I heard a story recently on NPR where they discussed the effectiveness of job incentives. They recalled a case study that’s very familiar to anyone who pays attention to these sorts of stories. The basic idea was that a company gave rewards to their best employees based on performance (it was sales, I believe), and it caused people to be selfish and competitive. When they removed the incentives, their employees started to work together, and resulted in a drastic increase in total sales.

There are a host of other stories like this. My old team at Amazon had the policy that you choose your own hours, so long as you get your work done. Google famously gives employees 20% of their working hours to pursue their own ideas for possible innovations and improvements to the company, and these ideas have translated into some of their best products. Even Microsoft, the dinosaur of tech companies, has realized it needs to ditch its competitive business framework in favor of something that promotes more innovation and success.

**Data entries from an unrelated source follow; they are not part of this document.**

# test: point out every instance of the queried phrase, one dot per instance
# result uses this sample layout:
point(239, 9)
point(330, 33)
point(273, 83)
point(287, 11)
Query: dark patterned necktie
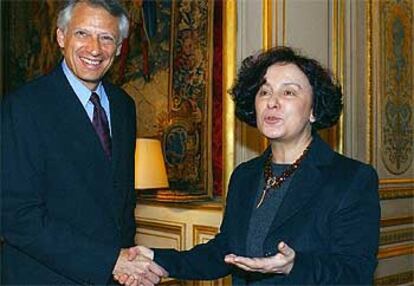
point(100, 123)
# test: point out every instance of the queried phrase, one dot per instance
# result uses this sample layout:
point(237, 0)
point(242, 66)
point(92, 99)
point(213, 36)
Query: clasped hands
point(135, 267)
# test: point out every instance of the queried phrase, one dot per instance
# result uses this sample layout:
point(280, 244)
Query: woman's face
point(284, 104)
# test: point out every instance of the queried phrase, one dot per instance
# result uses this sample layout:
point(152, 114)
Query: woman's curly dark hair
point(327, 93)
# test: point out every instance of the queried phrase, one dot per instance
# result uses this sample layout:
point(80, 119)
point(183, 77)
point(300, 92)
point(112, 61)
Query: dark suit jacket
point(329, 216)
point(66, 209)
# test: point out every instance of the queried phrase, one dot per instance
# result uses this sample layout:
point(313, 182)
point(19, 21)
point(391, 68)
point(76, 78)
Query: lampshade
point(149, 165)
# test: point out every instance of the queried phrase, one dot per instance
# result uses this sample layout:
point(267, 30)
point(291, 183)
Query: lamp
point(149, 165)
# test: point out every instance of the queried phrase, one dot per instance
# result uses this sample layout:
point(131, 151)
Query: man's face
point(89, 43)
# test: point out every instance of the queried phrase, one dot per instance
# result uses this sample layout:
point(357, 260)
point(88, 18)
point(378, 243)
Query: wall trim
point(393, 251)
point(397, 221)
point(397, 236)
point(396, 279)
point(229, 72)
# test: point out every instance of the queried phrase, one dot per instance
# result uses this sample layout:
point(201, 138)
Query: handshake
point(135, 267)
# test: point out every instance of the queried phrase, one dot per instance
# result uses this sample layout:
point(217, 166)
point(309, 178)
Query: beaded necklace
point(273, 181)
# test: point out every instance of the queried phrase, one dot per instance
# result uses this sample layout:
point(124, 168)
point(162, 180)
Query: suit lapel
point(72, 118)
point(305, 183)
point(248, 186)
point(82, 142)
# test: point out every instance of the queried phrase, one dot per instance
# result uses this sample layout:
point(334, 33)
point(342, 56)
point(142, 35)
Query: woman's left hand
point(282, 262)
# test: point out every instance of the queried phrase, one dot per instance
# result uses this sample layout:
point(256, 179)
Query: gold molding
point(284, 41)
point(396, 193)
point(369, 81)
point(198, 230)
point(229, 72)
point(267, 24)
point(396, 181)
point(397, 236)
point(338, 54)
point(396, 221)
point(393, 251)
point(164, 227)
point(395, 279)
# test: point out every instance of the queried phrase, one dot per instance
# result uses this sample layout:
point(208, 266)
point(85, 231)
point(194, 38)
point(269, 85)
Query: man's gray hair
point(112, 6)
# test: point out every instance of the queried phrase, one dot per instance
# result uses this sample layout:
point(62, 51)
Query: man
point(67, 162)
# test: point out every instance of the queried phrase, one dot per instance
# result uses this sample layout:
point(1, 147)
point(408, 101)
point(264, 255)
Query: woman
point(300, 213)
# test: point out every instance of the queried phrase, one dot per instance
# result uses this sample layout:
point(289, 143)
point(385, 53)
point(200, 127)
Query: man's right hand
point(135, 267)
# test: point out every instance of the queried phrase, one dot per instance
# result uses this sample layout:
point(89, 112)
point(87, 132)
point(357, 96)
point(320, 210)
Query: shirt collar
point(82, 92)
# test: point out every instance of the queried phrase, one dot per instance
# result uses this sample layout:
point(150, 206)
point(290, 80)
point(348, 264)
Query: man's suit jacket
point(66, 208)
point(330, 217)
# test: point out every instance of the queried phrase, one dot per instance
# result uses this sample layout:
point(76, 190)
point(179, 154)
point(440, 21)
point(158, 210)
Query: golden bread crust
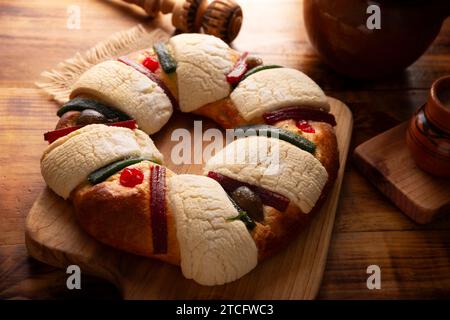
point(279, 228)
point(120, 216)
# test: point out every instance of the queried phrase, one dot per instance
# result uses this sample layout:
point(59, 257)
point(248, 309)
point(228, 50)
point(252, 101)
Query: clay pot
point(428, 135)
point(337, 30)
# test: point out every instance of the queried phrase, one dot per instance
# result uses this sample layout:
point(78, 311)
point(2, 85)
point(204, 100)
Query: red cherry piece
point(151, 64)
point(131, 177)
point(305, 126)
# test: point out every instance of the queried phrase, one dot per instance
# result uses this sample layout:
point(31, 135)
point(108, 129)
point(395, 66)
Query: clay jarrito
point(428, 134)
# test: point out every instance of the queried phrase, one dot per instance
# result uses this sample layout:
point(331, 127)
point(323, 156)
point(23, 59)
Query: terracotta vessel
point(338, 31)
point(428, 135)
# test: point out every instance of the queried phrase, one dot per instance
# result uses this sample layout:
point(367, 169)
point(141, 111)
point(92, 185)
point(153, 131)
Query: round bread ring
point(104, 209)
point(121, 217)
point(280, 228)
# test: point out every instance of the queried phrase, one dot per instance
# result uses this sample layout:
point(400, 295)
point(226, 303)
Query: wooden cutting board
point(54, 237)
point(385, 160)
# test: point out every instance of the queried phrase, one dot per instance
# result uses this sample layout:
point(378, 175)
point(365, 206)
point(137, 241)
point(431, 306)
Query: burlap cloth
point(57, 82)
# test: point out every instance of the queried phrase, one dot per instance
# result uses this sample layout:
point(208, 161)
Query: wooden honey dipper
point(220, 18)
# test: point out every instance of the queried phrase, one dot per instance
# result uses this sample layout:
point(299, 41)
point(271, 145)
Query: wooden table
point(414, 260)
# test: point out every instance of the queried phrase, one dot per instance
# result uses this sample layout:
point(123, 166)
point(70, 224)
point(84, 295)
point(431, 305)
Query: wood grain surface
point(53, 236)
point(414, 260)
point(387, 162)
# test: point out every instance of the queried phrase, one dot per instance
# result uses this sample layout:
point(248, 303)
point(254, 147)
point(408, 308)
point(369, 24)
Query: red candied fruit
point(131, 177)
point(305, 126)
point(151, 64)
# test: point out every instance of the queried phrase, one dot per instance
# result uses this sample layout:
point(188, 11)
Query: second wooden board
point(385, 160)
point(54, 237)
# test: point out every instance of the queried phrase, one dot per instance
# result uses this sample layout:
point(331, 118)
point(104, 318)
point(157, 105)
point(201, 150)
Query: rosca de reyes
point(256, 194)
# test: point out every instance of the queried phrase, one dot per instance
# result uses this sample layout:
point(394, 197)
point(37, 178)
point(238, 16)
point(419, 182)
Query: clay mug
point(338, 30)
point(428, 134)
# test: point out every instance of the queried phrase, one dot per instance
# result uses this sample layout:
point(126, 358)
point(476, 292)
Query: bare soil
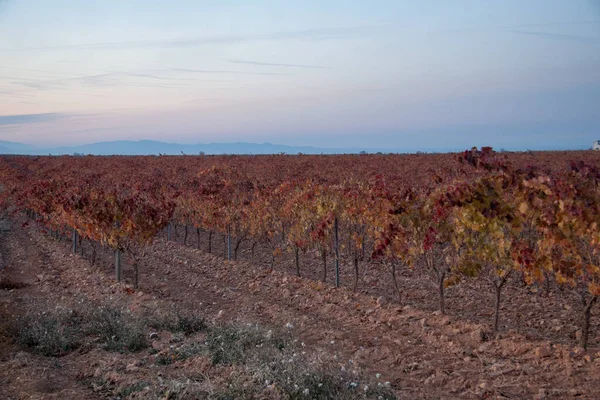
point(423, 354)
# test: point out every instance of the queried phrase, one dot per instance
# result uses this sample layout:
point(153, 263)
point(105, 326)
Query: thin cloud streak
point(30, 118)
point(278, 64)
point(309, 34)
point(203, 71)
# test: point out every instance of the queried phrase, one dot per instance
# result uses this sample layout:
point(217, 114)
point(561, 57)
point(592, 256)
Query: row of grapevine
point(485, 216)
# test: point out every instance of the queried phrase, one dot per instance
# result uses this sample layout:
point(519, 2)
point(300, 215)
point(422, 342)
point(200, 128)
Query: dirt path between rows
point(423, 355)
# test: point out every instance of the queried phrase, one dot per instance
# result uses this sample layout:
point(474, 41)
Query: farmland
point(472, 275)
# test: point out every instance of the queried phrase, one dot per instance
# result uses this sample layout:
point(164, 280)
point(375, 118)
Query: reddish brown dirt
point(423, 354)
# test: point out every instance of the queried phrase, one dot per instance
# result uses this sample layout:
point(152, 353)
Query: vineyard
point(386, 226)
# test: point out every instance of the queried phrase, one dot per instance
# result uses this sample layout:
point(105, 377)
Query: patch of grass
point(58, 331)
point(234, 344)
point(129, 390)
point(186, 323)
point(117, 330)
point(46, 334)
point(180, 354)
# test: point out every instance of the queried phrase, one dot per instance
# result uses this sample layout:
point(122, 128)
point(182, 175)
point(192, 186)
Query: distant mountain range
point(150, 147)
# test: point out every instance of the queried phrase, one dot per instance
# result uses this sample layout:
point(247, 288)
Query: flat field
point(229, 286)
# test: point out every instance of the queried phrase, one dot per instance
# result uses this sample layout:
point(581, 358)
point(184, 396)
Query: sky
point(330, 73)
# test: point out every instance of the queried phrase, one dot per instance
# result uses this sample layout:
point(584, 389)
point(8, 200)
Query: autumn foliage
point(458, 217)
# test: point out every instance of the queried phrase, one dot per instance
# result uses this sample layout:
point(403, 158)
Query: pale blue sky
point(512, 74)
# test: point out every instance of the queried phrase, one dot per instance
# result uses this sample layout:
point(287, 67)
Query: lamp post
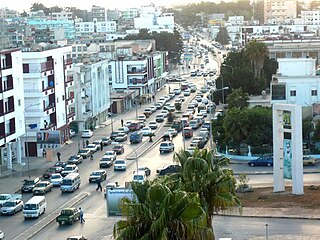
point(26, 132)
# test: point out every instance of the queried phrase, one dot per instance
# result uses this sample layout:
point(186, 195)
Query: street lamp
point(26, 132)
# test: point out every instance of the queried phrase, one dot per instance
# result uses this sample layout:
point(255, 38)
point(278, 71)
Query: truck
point(68, 215)
point(9, 197)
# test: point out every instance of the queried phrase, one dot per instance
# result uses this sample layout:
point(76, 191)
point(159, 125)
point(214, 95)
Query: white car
point(69, 169)
point(153, 125)
point(120, 165)
point(11, 207)
point(92, 147)
point(146, 131)
point(87, 133)
point(56, 179)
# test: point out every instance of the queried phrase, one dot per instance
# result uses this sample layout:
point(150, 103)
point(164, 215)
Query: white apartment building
point(278, 11)
point(95, 27)
point(11, 107)
point(48, 96)
point(92, 91)
point(296, 82)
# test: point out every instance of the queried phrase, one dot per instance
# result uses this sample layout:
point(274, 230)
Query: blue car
point(261, 161)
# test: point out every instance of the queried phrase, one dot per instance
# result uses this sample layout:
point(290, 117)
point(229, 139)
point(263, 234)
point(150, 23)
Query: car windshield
point(9, 204)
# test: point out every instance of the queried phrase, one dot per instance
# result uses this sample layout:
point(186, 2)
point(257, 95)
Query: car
point(87, 133)
point(106, 161)
point(75, 159)
point(52, 170)
point(42, 187)
point(118, 149)
point(309, 161)
point(92, 147)
point(120, 165)
point(72, 133)
point(70, 168)
point(96, 175)
point(122, 136)
point(84, 153)
point(173, 132)
point(166, 146)
point(111, 154)
point(11, 207)
point(68, 215)
point(173, 168)
point(56, 179)
point(146, 131)
point(28, 184)
point(186, 92)
point(141, 117)
point(261, 161)
point(153, 125)
point(145, 169)
point(124, 129)
point(98, 143)
point(159, 118)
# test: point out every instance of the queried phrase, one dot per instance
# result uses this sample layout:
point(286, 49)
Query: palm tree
point(257, 51)
point(160, 213)
point(202, 174)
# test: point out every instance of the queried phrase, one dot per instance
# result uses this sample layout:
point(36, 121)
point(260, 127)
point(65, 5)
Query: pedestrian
point(99, 185)
point(59, 156)
point(81, 216)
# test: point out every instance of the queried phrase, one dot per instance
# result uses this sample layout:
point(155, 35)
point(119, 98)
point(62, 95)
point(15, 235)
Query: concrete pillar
point(9, 156)
point(18, 150)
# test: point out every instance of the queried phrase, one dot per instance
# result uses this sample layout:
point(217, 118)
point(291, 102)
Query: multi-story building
point(277, 11)
point(48, 96)
point(92, 92)
point(12, 106)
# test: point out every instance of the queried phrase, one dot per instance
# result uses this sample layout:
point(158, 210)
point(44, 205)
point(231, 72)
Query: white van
point(35, 207)
point(70, 183)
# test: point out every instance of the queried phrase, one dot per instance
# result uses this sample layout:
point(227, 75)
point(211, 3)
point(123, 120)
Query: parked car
point(75, 159)
point(120, 165)
point(118, 149)
point(87, 133)
point(11, 207)
point(97, 175)
point(52, 170)
point(168, 169)
point(166, 147)
point(28, 184)
point(42, 187)
point(122, 136)
point(261, 161)
point(84, 153)
point(56, 179)
point(68, 215)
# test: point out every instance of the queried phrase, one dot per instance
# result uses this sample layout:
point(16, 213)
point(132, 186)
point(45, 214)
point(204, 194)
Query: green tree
point(160, 213)
point(238, 99)
point(202, 173)
point(257, 52)
point(223, 36)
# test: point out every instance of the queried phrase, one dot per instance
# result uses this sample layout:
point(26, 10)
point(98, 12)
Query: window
point(293, 93)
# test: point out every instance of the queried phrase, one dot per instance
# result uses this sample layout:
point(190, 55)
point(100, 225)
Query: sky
point(21, 5)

The message that pervades all of these discussions is this: learn to hire great people, and let them do whatever it is they need to do to make great things happen.

Unfortunately there’s one industry that apparently has yet to hear of this: education. My own personal view is that education (elementary through college) shouldn’t be treated like a business, but for all intents and purposes it is. The profit metrics might be test scores, diplomas, the size of a sports program, or research papers, but it’s business all the same.

But with public school teacher protests, asphyxiating testing standards, and the nuisance of snowplow parents, this raises an obvious question. If we’re intent on treating education like a business, why aren’t we using a model that we know works? In other words, why don’t we simply

  1. Find great teachers
  2. Pay them well
  3. Let them do what they need to do to teach

If business tells us anything, it tells us that market forces will attract qualified people. In other words, the administrators are there to attract great teachers and give them the resources and support they need to make great education happen.

It may seem like I’m oversimplifying things (of course I am, there are so many other issues), but it’s clear from the news and the protests and the teachers I know that this attitude is only present at the most blessed of institutions.

So my question to you is: why doesn’t education work this way? Should I chalk it up to incompetence? To inertia? To the greed of the people in charge? Are there just “bigger problems” in most schools? A little bit of all of it? Or is it that this model doesn’t work for education?

At least, I think it’s an important discussion to have.